No Double Recovery Under Policy for Amounts Paid by Contractual Indemnitor
The United States Court of Appeals for the Eleventh Circuit, applying Florida law, has held that an insurer did not breach its duty to defend or indemnify an insured where the insured’s defense and settlement costs were paid by its contractual indemnitor. MapleWood Partners, L.P. v. Indian Harbor Ins. Co., 2016 WL 3553212 (11th Cir. June 30, 2016).
The insured financial services firm had entered into an advisory services agreement with a company operating a chain of Mexican restaurants. The restaurant chain also agreed to defend and indemnify the insured in any lawsuits because of its association with the chain. When three such lawsuits were filed against the insured, the restaurant chain paid the vast majority of the insured’s defense expenses and settlement costs pursuant to the parties’ contractual indemnity provision. The insured later sued its professional liability insurer for breach of contract for failing to pay the insured’s losses from the three suits. The district court granted summary judgment in favor of the insurer, concluding that allowing the insured to recover under the policy would give it an improper double recovery because the restaurant chain had already paid the insured’s losses.

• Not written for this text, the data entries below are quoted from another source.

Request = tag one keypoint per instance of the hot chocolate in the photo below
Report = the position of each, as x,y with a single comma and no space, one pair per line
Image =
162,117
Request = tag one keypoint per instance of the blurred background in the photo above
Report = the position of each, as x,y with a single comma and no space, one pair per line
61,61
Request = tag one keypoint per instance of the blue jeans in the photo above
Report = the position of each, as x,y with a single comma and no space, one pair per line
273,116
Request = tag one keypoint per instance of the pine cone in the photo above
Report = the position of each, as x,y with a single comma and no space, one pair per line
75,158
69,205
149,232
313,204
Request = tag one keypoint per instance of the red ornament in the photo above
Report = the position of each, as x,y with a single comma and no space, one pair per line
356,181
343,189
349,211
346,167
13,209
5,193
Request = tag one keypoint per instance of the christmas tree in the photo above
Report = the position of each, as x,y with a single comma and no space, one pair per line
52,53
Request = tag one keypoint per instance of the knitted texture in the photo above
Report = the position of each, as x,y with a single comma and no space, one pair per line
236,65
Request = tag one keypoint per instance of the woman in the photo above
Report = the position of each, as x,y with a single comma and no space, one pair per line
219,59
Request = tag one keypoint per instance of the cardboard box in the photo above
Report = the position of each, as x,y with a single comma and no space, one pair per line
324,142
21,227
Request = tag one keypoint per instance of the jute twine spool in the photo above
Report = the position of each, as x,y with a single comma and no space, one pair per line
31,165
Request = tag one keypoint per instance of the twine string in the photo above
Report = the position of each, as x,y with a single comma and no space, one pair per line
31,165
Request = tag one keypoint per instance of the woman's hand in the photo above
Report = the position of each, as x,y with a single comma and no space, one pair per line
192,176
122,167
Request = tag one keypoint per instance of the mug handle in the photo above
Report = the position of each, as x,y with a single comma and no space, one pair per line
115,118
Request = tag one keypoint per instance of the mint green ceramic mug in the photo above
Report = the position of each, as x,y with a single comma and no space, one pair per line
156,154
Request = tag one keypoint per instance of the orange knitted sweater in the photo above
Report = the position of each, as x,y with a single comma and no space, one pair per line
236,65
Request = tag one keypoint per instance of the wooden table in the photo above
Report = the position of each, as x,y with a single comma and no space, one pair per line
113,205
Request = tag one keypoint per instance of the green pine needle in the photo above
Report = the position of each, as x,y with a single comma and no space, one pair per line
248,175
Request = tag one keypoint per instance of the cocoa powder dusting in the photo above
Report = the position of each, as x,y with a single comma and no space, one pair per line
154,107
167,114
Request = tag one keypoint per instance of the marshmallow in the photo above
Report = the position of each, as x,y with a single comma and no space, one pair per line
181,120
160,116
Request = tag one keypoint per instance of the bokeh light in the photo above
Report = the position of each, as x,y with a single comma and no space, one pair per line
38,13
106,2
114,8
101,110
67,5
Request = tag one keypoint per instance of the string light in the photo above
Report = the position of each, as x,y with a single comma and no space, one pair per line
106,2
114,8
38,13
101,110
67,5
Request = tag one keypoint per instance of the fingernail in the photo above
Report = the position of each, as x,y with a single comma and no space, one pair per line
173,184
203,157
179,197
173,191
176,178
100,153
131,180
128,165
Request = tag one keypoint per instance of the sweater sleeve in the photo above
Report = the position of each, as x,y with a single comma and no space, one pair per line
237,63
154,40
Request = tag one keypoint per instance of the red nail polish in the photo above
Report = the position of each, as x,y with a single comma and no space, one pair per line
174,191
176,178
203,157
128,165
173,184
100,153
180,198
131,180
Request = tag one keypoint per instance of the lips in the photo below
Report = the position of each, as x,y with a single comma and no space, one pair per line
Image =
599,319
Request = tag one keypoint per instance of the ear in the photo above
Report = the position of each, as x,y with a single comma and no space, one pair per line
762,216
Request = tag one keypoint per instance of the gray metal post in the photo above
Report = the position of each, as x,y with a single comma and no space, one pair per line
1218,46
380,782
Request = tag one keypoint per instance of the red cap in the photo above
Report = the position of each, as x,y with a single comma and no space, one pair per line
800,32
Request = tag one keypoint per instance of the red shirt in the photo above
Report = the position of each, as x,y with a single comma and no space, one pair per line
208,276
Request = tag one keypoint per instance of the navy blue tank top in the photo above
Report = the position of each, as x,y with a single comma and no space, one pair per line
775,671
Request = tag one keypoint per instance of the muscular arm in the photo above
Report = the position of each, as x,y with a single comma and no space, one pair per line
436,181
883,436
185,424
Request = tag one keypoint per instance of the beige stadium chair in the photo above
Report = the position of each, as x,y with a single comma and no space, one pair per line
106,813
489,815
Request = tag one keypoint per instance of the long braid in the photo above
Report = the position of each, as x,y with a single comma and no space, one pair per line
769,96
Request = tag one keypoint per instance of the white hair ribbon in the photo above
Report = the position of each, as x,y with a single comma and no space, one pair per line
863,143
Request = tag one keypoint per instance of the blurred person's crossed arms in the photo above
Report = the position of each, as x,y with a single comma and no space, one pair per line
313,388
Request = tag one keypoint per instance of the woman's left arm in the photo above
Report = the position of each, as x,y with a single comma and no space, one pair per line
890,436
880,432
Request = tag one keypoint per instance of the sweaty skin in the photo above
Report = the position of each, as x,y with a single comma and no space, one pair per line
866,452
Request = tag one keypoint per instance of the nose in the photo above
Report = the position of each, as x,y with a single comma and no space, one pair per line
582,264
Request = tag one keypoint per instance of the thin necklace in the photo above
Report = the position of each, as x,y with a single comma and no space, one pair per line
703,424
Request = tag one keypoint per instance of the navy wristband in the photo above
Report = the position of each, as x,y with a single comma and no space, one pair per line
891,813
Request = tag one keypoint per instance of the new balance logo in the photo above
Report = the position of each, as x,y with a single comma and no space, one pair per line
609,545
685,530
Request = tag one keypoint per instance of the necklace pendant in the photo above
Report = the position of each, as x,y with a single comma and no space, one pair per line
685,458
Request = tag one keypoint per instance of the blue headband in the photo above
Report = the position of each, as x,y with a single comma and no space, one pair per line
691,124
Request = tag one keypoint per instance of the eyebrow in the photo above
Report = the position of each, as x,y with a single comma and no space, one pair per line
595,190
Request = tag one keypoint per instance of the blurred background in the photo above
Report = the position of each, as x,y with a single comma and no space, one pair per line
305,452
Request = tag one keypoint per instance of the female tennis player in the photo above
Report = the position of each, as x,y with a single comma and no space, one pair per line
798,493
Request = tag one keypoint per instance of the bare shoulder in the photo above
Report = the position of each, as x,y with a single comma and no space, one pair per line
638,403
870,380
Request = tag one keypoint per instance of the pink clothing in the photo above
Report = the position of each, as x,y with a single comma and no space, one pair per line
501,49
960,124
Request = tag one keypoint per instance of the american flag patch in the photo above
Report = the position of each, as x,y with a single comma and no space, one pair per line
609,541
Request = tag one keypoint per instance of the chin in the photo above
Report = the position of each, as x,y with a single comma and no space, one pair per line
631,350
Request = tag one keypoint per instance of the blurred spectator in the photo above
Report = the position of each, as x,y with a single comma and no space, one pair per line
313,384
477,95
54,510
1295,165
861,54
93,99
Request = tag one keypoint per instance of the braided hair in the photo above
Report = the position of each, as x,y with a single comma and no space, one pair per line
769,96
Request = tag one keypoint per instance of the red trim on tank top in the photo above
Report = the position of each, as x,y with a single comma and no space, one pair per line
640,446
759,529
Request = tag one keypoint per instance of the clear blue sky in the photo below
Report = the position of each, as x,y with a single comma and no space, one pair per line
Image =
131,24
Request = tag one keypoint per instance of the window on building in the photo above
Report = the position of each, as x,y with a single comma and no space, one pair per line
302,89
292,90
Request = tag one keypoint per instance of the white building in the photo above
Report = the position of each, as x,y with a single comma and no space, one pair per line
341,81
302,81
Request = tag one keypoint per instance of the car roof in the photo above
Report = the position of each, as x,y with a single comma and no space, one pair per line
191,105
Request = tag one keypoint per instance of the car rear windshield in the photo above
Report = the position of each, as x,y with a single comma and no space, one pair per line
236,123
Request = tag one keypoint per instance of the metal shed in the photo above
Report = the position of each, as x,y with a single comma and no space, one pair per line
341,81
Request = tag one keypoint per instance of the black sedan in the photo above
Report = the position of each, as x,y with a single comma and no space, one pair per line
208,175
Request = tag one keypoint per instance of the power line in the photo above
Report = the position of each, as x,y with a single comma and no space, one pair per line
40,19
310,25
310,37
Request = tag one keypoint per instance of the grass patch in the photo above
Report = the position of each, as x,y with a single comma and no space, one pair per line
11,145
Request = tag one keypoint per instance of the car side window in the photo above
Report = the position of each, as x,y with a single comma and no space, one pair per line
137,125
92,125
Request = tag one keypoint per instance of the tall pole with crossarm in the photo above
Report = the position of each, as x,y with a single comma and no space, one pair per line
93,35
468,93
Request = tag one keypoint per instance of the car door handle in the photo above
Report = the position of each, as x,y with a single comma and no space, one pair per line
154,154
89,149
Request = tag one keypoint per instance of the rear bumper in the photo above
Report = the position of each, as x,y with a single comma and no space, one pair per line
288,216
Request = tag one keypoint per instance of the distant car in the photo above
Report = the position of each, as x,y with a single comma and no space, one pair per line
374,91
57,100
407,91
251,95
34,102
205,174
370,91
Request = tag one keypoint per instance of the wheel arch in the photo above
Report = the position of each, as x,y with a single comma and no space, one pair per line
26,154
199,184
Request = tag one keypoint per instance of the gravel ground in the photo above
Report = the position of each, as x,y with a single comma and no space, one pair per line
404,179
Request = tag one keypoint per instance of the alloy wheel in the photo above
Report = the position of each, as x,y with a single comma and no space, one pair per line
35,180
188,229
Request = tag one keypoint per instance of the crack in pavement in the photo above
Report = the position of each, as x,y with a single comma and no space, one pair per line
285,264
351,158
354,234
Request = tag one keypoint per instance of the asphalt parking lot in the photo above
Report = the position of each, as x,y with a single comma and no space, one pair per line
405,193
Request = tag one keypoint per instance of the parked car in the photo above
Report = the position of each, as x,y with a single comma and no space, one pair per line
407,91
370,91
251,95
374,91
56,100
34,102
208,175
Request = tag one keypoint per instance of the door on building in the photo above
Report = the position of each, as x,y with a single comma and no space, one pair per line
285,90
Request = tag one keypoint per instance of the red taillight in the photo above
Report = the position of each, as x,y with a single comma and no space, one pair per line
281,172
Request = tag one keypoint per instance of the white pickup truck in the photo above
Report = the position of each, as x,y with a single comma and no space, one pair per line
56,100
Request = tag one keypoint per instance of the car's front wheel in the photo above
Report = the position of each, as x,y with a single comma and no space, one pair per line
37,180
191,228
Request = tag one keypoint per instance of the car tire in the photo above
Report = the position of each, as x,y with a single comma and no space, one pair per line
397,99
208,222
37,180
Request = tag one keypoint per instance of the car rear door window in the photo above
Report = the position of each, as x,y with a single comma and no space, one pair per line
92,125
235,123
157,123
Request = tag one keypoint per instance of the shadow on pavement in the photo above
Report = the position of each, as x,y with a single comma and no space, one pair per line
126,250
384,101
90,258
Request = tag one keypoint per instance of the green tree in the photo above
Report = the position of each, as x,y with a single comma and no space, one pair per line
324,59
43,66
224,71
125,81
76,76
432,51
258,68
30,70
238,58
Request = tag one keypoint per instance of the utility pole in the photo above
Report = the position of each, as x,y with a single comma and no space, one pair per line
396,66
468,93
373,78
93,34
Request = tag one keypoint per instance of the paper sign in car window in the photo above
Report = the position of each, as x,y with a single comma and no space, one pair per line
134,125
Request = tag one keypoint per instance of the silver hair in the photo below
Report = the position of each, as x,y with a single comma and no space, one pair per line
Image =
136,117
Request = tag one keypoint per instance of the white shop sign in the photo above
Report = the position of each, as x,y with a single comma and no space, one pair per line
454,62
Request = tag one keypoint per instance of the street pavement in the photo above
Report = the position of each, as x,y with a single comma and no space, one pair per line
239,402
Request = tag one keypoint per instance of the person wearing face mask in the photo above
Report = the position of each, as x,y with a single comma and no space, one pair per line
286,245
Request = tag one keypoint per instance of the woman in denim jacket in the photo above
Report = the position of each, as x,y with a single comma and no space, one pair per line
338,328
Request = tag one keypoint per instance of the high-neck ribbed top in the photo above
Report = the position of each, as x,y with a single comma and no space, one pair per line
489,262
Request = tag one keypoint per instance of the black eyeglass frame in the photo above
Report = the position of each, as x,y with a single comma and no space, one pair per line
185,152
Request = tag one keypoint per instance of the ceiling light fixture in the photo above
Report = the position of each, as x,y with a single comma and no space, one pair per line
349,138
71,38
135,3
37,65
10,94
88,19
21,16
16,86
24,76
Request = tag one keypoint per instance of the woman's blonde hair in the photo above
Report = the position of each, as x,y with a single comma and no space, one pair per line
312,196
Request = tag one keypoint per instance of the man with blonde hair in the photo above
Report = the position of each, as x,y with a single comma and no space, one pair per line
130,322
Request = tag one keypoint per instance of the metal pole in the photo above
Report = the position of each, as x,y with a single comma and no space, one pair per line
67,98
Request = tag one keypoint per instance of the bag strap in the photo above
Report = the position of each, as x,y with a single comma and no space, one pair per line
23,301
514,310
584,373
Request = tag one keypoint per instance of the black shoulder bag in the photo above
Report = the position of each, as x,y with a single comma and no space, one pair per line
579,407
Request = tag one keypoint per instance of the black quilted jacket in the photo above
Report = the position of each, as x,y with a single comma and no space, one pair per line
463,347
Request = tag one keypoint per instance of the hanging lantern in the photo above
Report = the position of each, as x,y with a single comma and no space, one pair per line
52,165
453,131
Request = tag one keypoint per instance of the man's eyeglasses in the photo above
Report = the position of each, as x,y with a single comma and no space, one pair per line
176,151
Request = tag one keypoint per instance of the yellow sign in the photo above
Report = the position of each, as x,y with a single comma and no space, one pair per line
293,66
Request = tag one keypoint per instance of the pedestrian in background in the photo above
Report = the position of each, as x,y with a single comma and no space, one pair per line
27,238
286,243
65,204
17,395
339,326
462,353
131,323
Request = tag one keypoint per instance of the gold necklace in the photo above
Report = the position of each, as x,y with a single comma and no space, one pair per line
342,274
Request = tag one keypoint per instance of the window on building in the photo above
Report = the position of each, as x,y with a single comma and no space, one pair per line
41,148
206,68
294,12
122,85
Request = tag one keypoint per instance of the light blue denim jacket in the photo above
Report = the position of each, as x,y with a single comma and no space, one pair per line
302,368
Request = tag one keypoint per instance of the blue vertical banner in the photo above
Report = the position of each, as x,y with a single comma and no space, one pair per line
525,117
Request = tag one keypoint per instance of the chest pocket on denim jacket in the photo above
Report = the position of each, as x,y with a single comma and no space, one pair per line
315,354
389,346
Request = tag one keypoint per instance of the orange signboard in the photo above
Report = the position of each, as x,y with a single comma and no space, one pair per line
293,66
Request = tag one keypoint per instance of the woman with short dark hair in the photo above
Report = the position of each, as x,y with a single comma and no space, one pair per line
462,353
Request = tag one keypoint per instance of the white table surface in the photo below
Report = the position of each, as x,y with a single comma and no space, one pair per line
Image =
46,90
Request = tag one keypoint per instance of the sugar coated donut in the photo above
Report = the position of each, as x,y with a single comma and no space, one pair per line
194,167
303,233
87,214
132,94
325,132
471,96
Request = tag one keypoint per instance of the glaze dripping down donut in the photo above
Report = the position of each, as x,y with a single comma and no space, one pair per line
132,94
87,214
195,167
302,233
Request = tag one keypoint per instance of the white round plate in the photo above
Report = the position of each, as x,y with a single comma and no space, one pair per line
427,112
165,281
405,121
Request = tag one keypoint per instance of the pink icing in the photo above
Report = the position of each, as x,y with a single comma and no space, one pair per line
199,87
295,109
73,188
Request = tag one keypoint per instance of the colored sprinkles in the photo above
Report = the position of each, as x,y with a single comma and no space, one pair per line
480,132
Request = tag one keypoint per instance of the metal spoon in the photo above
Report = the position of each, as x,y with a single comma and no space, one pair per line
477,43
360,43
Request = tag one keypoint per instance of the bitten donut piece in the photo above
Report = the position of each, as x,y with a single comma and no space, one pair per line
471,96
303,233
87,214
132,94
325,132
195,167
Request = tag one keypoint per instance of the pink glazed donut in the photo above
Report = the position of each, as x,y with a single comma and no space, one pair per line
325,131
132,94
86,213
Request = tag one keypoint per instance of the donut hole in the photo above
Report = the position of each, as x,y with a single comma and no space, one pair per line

The Eleventh Circuit affirmed on appeal, holding that the contractual indemnification agreement between the insured and the restaurant chain gave the restaurant chain the “primary obligation” to pay the insured’s losses in the three lawsuits. The court rejected the insured’s argument that the contractual indemnification provision was never intended to cover losses covered by an insurance policy, finding nothing in the provision’s text to support that interpretation. The court observed that the insured was not “left alone as the losses were piling up,” because the restaurant chain had paid the defense and settlement costs.